Como ocurrió aquí con el folklore o el tango, en Portugal, desde
mediados de los 90, emergió una joven camada de fadistas que ayudaron a propios
y extraños a aprender que la música popular de ese país era mucho más que la
gran Amália Rodrigues. Entre ellos (o ellas, ya que muchas son mujeres), están Dulce
Pontes, Mariza y, claro, Mafalda
Arnauth, es una de las voces más deslumbrantes de esa generación, que este mes
vuelve a Buenos Aires.
El fado es un ritmo portuario, formado en el tráfico de músicas europeas,
americanas y africanas, con toda la melancolía de una mirada clavada en el
horizonte convexo de agua. Es una manera de ser en mundo, como el tango, una
“estranha forma de vida”. El fado tiene una sencillez aparente casi folklórica,
esto es, una complejidad que se expresa en los matices y en la difícil
negociación con el pasado. Más allá de su dote vocal, es en esos terrenos donde
Mafalda supo ganarse un lugar privilegiado, también como compositora.

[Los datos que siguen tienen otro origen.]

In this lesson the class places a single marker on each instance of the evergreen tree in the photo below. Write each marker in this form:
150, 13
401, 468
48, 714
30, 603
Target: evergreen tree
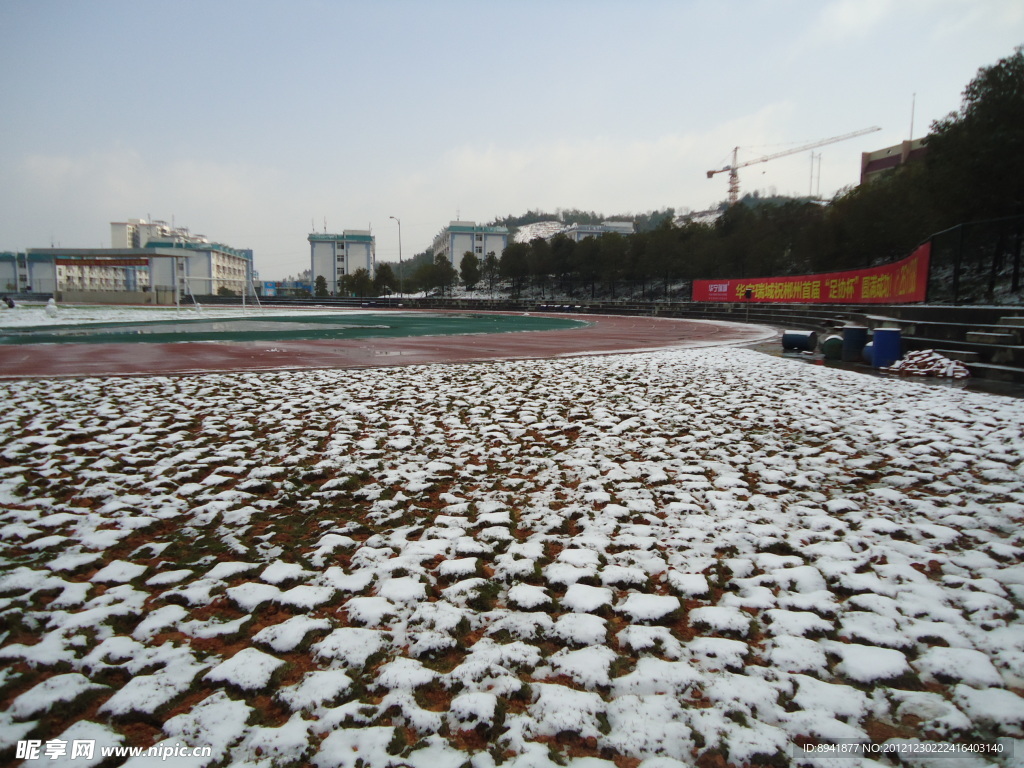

En buena parte de sus discos recurre casi en exclusiva al instrumental típico
del género: guitarra portuguesa, guitarra clásica, bajo acústico. Pero en Fadas (2010), su sexta y por ahora última
obra, decidió virar y, al abordar un repertorio clásico, incorporó recursos e
instrumentos de otras tradiciones, como el acordeón, el chelo e incluso el saxo,
por no mencionar el bonus piazzoleano
de “Invierno porteño” (su guitarrista, Ramón Maschio, es argentino). Como
resultado, Mafalda ofrece allí una mezcla de frescura y clasicismo, un muy discreto juego entre innovación y tradición.